With just 15.8 employees (the 0.8 represents a part-timer) Berkshire Hathaway
oversees investments in 27 public companies ranging from American Express to
Zenith National Insurance. It also has full ownership of 65 private companies
ranging from Acme Building Brands to XTRA.
Warren Buffett is acknowledged by investors
around the world as the world’s best investor.
Suppose someone had the good sense to invest $10,000 in
one of Buffett’s original partnerships back in 1956 when
they first started. And suppose that when the partnerships
terminated in 1969, this person reinvested the proceeds in
Berkshire Hathaway. Today that person would be worth
over $280 million—after all taxes and expenses.

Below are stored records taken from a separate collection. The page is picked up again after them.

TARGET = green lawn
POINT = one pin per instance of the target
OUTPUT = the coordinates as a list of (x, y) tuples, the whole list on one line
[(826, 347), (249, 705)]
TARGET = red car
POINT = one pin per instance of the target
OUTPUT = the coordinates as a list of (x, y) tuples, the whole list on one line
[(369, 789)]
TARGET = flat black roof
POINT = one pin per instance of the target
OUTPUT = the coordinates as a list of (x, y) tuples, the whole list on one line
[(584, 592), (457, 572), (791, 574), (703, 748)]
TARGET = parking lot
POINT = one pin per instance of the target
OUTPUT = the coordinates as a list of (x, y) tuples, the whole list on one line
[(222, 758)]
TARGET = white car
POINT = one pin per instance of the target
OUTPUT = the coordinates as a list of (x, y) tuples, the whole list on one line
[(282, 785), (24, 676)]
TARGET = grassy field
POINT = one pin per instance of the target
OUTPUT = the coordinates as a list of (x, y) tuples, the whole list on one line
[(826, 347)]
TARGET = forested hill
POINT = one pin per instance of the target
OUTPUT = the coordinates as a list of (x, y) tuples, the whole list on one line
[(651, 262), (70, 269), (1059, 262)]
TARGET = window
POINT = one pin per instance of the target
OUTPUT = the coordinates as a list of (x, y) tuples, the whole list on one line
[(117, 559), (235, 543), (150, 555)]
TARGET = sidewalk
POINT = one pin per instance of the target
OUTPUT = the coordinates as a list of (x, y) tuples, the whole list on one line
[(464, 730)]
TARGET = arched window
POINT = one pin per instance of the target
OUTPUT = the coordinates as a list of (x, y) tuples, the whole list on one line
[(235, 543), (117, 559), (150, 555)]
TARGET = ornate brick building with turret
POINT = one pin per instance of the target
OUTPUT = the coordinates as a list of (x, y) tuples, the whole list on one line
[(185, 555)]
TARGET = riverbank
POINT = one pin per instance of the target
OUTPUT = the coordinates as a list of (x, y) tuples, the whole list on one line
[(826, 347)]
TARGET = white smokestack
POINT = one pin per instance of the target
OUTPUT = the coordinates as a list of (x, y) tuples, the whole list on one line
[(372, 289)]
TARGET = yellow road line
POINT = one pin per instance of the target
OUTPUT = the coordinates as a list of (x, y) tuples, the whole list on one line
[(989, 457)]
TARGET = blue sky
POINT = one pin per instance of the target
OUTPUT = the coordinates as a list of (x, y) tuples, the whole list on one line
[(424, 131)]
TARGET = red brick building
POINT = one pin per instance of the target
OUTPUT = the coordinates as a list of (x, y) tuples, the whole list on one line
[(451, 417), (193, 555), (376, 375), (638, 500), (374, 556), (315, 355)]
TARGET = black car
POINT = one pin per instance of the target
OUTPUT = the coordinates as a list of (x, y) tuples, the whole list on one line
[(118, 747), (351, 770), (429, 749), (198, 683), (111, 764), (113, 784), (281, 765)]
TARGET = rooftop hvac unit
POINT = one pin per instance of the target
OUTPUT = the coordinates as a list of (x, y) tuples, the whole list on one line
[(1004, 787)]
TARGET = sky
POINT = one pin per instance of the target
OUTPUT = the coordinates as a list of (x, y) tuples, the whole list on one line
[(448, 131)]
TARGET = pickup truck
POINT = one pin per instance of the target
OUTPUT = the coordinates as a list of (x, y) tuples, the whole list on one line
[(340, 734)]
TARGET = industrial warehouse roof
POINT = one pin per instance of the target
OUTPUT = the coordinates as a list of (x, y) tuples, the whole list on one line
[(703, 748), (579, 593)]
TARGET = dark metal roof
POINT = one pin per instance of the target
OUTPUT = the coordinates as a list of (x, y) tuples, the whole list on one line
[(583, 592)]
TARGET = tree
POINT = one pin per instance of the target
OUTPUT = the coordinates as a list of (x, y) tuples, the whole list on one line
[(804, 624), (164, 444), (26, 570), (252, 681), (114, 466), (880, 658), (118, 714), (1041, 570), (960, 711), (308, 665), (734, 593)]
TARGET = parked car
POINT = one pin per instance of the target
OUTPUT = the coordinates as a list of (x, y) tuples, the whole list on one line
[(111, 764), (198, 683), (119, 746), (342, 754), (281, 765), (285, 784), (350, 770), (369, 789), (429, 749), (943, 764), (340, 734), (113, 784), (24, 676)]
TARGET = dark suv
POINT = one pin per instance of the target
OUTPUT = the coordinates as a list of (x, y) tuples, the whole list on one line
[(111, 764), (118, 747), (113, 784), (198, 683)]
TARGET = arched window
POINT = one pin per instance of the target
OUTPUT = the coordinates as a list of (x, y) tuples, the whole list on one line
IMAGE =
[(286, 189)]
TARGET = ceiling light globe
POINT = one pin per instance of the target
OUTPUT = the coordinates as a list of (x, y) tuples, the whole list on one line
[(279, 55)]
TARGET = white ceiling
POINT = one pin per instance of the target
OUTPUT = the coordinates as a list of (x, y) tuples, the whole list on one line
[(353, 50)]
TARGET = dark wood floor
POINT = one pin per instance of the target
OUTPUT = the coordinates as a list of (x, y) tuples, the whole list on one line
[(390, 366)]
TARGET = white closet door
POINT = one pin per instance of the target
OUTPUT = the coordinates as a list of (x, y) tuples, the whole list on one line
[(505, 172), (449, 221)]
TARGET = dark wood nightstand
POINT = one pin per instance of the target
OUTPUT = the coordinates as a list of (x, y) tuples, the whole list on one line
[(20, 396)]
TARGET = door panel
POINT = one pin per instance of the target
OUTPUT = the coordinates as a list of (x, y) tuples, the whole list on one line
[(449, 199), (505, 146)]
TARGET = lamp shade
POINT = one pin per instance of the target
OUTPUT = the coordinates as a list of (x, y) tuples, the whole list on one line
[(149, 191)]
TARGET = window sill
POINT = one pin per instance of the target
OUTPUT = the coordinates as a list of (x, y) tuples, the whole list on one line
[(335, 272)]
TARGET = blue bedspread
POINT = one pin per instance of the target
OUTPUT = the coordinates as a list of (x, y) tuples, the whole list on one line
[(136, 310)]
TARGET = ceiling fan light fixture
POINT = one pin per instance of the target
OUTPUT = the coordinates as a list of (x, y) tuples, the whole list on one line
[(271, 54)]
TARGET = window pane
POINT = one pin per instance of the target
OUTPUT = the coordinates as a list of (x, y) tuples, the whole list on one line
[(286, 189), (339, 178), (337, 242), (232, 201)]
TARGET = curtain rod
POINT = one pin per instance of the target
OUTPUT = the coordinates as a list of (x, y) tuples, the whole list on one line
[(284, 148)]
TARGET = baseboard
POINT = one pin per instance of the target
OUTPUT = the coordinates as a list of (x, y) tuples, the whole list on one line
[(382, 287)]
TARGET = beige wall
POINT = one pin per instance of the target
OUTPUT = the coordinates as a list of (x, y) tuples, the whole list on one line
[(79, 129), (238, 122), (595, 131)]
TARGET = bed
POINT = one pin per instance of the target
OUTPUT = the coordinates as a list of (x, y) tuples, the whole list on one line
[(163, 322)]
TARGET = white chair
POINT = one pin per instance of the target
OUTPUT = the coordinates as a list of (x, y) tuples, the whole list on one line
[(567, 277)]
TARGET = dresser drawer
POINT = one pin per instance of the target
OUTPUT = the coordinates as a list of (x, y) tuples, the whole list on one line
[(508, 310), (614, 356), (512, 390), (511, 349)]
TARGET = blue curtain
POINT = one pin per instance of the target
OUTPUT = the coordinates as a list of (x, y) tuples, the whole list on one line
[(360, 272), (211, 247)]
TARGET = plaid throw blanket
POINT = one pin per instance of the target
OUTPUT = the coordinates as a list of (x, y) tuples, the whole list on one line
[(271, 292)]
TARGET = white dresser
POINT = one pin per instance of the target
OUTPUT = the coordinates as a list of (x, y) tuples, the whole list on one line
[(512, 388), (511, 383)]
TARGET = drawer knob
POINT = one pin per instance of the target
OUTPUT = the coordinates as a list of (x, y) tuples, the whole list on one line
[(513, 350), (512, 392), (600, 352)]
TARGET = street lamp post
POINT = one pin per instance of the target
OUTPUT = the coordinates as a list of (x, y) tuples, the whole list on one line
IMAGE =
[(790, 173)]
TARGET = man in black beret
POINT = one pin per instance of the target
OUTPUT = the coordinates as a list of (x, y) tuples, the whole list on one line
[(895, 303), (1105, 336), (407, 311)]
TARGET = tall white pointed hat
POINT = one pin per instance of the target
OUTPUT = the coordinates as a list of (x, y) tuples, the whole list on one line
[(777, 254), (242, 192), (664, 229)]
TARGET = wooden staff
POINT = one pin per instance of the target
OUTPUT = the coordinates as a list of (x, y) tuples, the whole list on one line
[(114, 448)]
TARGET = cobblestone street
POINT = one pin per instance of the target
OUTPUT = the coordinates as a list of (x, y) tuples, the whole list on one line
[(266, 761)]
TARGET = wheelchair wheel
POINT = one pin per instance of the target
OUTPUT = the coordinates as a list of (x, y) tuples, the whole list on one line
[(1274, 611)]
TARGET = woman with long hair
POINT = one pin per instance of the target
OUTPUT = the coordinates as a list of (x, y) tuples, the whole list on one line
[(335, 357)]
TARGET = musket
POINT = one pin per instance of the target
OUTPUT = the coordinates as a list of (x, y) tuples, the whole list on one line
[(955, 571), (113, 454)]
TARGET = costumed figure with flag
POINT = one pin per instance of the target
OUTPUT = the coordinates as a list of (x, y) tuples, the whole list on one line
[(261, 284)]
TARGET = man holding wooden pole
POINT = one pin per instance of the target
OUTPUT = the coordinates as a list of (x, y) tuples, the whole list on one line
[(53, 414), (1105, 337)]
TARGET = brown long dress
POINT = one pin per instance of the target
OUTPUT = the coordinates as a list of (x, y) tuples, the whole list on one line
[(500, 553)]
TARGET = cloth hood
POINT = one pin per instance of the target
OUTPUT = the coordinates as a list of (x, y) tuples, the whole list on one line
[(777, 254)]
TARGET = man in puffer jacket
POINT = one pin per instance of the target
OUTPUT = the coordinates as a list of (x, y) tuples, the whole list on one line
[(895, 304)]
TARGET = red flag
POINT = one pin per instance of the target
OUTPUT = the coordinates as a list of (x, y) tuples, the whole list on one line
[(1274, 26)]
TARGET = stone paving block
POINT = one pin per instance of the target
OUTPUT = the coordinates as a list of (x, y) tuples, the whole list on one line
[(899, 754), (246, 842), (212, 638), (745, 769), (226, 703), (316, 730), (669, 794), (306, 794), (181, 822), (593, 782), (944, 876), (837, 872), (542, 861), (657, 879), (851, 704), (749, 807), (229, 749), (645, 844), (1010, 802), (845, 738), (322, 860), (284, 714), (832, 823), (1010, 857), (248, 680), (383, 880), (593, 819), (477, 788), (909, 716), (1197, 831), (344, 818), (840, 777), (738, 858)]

But there is much more to Warren Buffett. His integrity and no-compromise
approach to government and business follies has given him an increasingly high
profile in the press. Recent articles on and by Buffett include: Dividend Voodoo
(Washington Post), Avoiding a Mega-Catastrophe (Fortune), The Warren
Buffett You Don’t Know (Business Week) and Buffett: The Oracle of
Everything (Fortune).
The clarity of his thinking led to 25 percent of Forbes readers voting for him as
the next USA president.
Warren Buffett is a friendly, talkative person who likes to explain his ideas
using stories. This is the reason why over 15,000 people crowd into the annual
meetings of Berkshire Hathaway in Omaha — to hear him explain his investing
ideas using “down-home” yarns.
Despite this easy-going appearance, he is a person of definite action. When he
comes across something of value, he acts very quickly.
For example, each year in the annual report he invites owners of companies for
sale to contact him. In the report he lists criteria that need to be satisfied by
these companies. In the 2003 report he ended with the preference that such
businesses lie in the $5-20 billion range.